At boost.ai, our conversational AI uses a variety of natural language understanding techniques (some common and others proprietary) to make sense of the many permutations that words can take in a language as grammatically complex as Finnish. Below we outline some of the steps our algorithms go through in order to make languages that were once considered impossible, possible.
Finnish words have a staggering number of possible conjugations. For something as simple (at least in English) as the words ‘car’, ‘insurance’ and ‘invoice’ there are any number of alternatives available in Finnish. Here are just a few examples":
In order to parse such a large number of possibilities, conversational AI goes through a process called ‘stemming’ which essentially reduces the conjugated word down to its root form so the algorithm doesn’t have to be taught each variation. This is illustrated above by the words highlighted in black.

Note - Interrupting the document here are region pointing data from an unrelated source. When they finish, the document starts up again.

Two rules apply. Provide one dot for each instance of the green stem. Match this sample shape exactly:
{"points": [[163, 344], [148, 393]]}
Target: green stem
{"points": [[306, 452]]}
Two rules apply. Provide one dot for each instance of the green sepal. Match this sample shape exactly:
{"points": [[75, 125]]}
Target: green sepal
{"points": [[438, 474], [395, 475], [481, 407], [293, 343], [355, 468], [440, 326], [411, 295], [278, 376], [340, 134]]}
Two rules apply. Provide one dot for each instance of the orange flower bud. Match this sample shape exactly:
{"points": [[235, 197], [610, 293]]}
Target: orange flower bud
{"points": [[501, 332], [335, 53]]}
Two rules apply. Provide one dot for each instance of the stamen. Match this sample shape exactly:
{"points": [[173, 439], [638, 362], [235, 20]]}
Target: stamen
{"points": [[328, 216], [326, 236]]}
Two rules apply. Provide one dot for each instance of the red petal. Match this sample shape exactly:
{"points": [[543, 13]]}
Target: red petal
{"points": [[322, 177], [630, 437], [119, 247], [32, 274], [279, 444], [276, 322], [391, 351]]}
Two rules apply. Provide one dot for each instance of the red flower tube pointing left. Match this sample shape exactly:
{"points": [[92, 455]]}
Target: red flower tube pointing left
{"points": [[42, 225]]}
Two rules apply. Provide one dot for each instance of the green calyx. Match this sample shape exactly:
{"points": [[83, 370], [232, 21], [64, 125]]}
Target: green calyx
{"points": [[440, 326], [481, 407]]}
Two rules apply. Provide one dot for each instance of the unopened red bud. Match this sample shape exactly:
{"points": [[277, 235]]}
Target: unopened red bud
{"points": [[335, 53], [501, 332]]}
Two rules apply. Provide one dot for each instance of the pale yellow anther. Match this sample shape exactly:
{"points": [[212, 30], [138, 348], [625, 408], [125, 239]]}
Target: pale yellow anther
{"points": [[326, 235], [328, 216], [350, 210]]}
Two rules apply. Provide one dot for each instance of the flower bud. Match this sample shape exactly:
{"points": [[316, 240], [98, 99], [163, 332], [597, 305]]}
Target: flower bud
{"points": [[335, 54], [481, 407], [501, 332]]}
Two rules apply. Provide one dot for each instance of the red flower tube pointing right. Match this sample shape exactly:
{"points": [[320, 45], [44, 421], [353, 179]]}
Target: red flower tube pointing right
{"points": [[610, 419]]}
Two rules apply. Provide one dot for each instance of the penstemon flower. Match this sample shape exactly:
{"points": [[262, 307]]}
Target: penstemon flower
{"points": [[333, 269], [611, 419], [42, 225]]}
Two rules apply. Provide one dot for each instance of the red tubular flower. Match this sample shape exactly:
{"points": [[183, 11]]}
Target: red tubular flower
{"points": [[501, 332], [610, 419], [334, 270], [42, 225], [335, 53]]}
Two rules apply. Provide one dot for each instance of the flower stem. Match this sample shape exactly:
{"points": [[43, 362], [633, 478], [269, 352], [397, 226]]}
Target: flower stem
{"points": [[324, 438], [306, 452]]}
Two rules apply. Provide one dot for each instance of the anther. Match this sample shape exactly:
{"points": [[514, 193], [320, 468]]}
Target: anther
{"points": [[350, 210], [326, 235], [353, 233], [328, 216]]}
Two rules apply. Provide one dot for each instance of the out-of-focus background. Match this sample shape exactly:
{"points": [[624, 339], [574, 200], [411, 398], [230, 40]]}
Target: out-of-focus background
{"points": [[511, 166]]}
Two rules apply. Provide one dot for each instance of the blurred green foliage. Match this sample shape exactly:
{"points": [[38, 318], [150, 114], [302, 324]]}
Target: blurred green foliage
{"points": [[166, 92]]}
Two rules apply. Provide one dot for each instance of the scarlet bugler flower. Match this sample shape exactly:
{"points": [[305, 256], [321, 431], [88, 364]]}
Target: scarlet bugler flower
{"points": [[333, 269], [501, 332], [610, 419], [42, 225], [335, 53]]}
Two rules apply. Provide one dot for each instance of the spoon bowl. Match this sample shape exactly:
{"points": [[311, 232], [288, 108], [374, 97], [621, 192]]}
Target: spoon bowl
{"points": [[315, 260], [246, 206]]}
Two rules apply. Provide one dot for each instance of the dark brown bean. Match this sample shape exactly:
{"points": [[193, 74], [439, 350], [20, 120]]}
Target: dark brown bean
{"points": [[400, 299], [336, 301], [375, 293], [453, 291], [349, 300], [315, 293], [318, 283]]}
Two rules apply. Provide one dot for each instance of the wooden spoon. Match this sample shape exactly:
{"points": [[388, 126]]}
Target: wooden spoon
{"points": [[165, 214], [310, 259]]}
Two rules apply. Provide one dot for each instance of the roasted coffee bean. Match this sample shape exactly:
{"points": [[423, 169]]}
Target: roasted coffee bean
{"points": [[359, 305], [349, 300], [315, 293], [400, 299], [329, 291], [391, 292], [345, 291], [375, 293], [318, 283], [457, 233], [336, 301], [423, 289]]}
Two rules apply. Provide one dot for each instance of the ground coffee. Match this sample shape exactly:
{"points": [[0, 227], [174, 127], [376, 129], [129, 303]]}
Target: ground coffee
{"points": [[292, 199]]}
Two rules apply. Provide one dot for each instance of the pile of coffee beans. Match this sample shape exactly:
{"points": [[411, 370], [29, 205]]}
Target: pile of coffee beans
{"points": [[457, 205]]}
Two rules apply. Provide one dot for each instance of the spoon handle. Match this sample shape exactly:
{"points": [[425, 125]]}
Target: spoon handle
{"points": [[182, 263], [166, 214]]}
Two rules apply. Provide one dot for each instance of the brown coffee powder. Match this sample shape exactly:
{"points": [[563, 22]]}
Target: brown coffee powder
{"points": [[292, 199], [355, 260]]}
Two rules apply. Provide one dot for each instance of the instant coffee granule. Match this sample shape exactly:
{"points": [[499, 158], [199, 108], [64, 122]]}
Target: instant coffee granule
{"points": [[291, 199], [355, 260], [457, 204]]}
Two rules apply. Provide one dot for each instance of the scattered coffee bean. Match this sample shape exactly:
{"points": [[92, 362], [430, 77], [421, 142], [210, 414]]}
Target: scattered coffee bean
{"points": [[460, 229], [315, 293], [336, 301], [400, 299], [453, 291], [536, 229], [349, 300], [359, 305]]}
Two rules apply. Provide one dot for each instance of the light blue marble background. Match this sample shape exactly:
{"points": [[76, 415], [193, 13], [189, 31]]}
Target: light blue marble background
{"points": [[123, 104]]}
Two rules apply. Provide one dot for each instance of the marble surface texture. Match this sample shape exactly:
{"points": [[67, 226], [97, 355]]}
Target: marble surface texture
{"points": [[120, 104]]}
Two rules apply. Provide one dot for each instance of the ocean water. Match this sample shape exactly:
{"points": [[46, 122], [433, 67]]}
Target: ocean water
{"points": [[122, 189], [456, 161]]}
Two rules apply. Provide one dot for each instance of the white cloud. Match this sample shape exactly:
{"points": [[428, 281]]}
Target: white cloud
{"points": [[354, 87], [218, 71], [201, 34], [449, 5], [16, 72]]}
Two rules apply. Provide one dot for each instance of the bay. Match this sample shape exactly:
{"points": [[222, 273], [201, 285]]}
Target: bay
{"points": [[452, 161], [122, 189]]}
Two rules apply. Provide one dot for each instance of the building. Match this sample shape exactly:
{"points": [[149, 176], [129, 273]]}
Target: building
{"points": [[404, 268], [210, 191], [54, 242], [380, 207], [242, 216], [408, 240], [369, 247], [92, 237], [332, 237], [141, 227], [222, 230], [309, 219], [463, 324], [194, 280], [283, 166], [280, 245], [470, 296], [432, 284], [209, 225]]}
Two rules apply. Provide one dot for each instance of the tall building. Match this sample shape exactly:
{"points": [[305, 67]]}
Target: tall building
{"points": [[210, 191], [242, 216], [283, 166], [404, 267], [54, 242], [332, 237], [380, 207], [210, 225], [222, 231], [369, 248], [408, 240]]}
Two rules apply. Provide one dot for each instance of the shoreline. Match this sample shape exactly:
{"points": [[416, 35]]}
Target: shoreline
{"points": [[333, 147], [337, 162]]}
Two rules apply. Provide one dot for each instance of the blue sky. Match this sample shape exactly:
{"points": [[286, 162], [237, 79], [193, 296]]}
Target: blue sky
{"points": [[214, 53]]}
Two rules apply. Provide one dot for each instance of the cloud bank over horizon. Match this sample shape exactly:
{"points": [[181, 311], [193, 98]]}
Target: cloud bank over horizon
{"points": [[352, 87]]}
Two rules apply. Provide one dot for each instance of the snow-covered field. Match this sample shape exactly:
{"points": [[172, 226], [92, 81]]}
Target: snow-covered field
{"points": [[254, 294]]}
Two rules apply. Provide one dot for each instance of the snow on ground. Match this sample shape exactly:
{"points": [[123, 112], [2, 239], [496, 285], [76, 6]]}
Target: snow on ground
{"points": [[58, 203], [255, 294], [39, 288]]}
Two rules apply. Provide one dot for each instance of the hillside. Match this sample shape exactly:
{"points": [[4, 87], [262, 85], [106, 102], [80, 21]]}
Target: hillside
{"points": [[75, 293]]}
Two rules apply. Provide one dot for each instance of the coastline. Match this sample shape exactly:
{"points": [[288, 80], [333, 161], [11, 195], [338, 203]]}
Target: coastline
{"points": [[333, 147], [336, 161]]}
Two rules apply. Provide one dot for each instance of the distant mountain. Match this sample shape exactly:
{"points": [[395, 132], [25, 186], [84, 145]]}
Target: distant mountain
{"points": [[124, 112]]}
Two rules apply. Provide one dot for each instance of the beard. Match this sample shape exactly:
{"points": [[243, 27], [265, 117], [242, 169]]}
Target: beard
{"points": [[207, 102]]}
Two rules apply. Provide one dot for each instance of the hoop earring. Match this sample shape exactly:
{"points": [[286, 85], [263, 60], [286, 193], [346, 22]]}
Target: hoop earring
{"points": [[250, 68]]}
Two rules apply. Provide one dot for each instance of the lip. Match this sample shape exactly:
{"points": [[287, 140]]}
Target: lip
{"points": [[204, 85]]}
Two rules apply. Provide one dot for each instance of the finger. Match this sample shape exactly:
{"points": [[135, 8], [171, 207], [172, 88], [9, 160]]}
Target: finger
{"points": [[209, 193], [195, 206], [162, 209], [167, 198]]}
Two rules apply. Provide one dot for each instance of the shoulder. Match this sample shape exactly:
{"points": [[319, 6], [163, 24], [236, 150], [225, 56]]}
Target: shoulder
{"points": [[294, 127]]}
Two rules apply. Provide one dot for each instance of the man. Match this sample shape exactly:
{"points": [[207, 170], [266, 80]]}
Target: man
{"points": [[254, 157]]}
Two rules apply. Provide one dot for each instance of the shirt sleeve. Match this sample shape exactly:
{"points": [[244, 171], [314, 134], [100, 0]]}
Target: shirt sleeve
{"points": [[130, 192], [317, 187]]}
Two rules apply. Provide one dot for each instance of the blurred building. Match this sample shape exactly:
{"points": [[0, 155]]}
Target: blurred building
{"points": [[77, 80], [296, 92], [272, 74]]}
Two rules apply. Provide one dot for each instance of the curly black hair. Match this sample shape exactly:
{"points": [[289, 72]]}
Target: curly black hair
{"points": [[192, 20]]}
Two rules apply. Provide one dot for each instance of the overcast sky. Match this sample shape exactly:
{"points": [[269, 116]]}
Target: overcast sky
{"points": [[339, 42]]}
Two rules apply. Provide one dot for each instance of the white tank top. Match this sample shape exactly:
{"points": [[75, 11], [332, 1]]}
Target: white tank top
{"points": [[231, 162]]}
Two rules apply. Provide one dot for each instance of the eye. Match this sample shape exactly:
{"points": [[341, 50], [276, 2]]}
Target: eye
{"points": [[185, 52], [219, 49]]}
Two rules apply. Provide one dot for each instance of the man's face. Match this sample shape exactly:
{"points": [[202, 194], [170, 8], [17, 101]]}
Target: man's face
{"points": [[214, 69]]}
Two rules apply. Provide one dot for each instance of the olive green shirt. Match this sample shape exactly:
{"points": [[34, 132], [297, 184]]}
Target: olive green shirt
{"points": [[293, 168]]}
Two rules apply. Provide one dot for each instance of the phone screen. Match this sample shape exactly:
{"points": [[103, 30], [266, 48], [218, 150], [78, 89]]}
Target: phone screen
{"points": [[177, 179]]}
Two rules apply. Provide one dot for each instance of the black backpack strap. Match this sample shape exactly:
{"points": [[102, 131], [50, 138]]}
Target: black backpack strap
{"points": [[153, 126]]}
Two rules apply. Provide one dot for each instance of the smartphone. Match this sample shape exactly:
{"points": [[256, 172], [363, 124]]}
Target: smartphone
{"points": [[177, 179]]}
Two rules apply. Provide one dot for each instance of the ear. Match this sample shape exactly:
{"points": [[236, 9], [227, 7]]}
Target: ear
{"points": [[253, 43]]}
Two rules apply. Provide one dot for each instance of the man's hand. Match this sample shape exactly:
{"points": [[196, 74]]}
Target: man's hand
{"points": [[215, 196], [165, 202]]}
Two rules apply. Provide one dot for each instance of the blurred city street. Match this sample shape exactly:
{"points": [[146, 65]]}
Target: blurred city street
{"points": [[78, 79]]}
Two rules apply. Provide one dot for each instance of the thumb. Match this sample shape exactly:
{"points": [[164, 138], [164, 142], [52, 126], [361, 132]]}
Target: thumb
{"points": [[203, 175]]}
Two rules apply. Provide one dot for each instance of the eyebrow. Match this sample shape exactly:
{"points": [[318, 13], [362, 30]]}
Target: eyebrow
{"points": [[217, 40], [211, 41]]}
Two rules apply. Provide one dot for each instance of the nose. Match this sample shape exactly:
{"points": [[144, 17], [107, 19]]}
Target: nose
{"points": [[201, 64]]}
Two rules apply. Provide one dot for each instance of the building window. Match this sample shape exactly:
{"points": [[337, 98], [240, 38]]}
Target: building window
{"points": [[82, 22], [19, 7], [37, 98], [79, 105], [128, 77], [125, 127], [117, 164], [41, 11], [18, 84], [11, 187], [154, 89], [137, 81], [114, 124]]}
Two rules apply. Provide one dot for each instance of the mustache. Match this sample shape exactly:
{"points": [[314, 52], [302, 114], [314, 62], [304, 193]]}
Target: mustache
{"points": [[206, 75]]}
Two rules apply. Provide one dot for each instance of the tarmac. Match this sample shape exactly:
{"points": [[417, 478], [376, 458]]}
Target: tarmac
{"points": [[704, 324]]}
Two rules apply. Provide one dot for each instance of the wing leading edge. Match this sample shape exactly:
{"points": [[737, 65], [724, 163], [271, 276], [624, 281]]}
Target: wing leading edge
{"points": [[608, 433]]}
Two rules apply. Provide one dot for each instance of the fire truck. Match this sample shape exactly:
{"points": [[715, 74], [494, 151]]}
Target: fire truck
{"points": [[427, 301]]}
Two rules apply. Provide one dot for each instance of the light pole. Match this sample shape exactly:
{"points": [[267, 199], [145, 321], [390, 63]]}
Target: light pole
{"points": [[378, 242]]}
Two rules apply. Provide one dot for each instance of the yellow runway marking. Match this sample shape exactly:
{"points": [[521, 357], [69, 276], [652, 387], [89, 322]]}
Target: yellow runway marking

Another common difficulty with Finnish is the language’s high number of compound words. Rather than writing each word individually, it’s often the case that multiple words are joined together to form one longer word. Below we can see just some of the many variations of the compound words for ‘car insurance’ and ‘insurance invoice’:
Compound words are common in many European languages such as German or Norwegian, but combining them with such a high number of conjugation possibilities makes Finnish especially difficult. You would first need to teach the algorithm each individual word with all its conjugations, and then move on to the corresponding compound words with all of their different conjugations. The result is an enormous amount of work just for the algorithm to learn every permutation.
To solve this, conversational AI is able to perform a process called compound splitting. This allows the algorithm to disassemble compound words into their composite parts so that it only needs the base words (in their stemmed form) in order to accurately interpret user input.
Another important piece of the puzzle is conversational AI’s ability to perform advanced spelling correction. Our solution is able to identify and repair mistakes in the spelling of complex compound words, greatly reducing the chances of error.
This combination of stemming, compound splitting and spelling correction is the part of our technology that is the key to decreasing the workload needed to crack Finnish and other similarly complex languages. Thanks to these processes, we only need to feed the algorithm a total of eight words (instead of over 150!) in order to teach it to understand the Finnish for ‘car’, ‘insurance’, ‘invoice’, ‘car insurance’, ‘insurance invoice’ and ‘car insurance invoice’.
Automatic semantic understanding
Simplifying a language down to this level then allows us to layer our proprietary Automatic Semantic Understanding (ASU) technology on top for an even deeper level of understanding. ASU has the capacity to supercharge a virtual agent to the point where it can do everything from handle multiple intents in the same request, understand insanely complex queries that would trip up lesser solutions and even eliminate false positives by up to 90% in some cases.
For humans, learning a new language will always be difficult. But for conversational AI, once you have dealt with these core challenges, even the most complex language can be simplified, becoming no more difficult to decode than English or Norwegian.